Jeff put on a pair of blue rubber gloves and took out a diamond ring from a display case in front of him. It shone radiantly, as it had been dusted daily by Jeff the Cleaner, along with the other 867 pieces of jewellery in the shop.

“This one is a very fascinating specimen, wouldn’t you say? It comes from an African mine and—“

“Yeah, I’ll take it.”

Jeff the Jeweller scoffed. “Sir, I doubt you can afford this piece. It is priceless! At least $2,000 for this one!”

Mark-1 didn’t bother to correct Jeff on how you couldn’t have a diamond ring that was both “priceless” and “for sale” and instead put a charred and dirty wad of cash on the counter.

“Here’s $3,000.”

“Ah, thank you, good sir. I see my sales pitch has persuaded you!” He raised his eyebrows in smug satisfaction. “I have been trained in advanced sales techniques.”

“Money is useless.”

“Here is your change.”

Jeff handed back a $50 note from the pile on the counter and stuffed the rest into the pockets of his tuxedo before disappearing again.

Mark-1 turned around, already bracing himself. And there was Jeff the Cleaner, already running happily along to the clothing store like an excited child trapped inside the body of a geriatric. Mark-1 followed, already knowing the next few steps and sighing heavily.

At least he had a story to tell his future children, Mark-2 and Mark-3, if he came across a woman in any neighbouring county. He hadn’t so far. In part, he was annoyed at having left his father and mother. He wondered idly if Mark and Shelly still thought of him from time to time.


Mark-1 left Urban Outfitters wearing clothes that didn’t fit at all, but would still be warm during the winter months. He was briefly surprised when Jeff smiled sadly, pulling on his orange coveralls for the last time and told him that that was the end of the tour.

They stopped briefly at the photo booth, but it didn’t work and Jeff was beginning to get agitated. Especially when Mark-1 walked near a section of tiles outside J.D. Sports that were so pristine that they were gleaming.

He waved goodbye to Mark-1 at the far exit of the mall and gave him a sheet of paper. He watched, trembling, as Mark-1 filled out the customer survey questionnaire and handed it back.

Jeff watched Mark-1 walk away through the sliding glass doors and looked down at the sheet.

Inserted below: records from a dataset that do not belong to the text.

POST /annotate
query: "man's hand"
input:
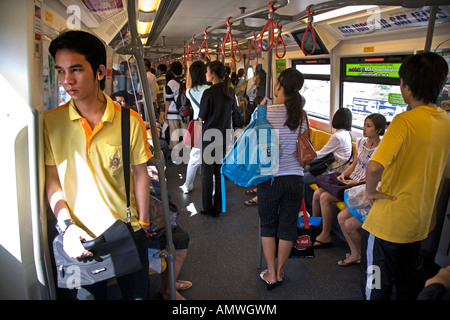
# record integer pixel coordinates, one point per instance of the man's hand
(72, 242)
(378, 194)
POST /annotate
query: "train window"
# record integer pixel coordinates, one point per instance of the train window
(316, 88)
(371, 85)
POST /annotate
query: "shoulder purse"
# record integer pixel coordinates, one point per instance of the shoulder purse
(319, 166)
(305, 150)
(115, 252)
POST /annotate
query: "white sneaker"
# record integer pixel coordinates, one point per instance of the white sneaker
(185, 190)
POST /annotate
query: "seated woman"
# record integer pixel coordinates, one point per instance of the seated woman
(339, 144)
(374, 126)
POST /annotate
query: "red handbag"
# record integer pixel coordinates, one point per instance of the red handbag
(332, 185)
(305, 150)
(192, 136)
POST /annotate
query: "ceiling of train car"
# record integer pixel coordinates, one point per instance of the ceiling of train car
(193, 16)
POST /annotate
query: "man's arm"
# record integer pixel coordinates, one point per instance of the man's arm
(373, 176)
(72, 233)
(142, 193)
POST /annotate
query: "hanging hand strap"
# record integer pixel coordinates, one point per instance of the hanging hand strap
(125, 123)
(254, 44)
(279, 40)
(269, 24)
(228, 36)
(204, 43)
(310, 27)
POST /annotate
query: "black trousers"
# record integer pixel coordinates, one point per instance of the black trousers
(278, 205)
(133, 286)
(385, 264)
(212, 204)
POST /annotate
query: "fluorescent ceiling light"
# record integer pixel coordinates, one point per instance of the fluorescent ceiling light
(148, 5)
(341, 12)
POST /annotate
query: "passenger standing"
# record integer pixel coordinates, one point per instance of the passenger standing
(196, 85)
(374, 126)
(258, 88)
(83, 161)
(215, 111)
(161, 70)
(279, 200)
(339, 144)
(172, 115)
(409, 162)
(151, 78)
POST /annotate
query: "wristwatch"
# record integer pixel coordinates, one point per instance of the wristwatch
(62, 226)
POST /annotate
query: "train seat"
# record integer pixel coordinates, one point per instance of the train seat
(319, 138)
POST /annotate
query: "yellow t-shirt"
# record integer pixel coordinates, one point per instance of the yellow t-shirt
(413, 151)
(89, 163)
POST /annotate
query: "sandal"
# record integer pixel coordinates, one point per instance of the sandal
(251, 203)
(182, 285)
(343, 263)
(270, 285)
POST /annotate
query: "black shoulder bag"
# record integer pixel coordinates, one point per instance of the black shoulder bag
(114, 251)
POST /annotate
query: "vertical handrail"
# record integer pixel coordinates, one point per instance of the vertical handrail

All fives. Five out of five in every category.

He mopped his brow before digging one hand into his pocket. He pulled out the faded “Site Manager” badge that Jodi had entrusted him with all those years ago.


His voice cracked.

“I didn’t let you down. Just what you always talked about, boss. 100 percent customer satisfaction. Everyone’s happy.”

He smiled through the tears, so joyful. So joyful.

A shaking hand pulled out the mobile phone from his other pocket, a dusty relic with a cracked screen and batteries that had stopped working decades ago.

He held it to his ear and began to happily tell his mother about his day, hoping that somewhere, she could hear.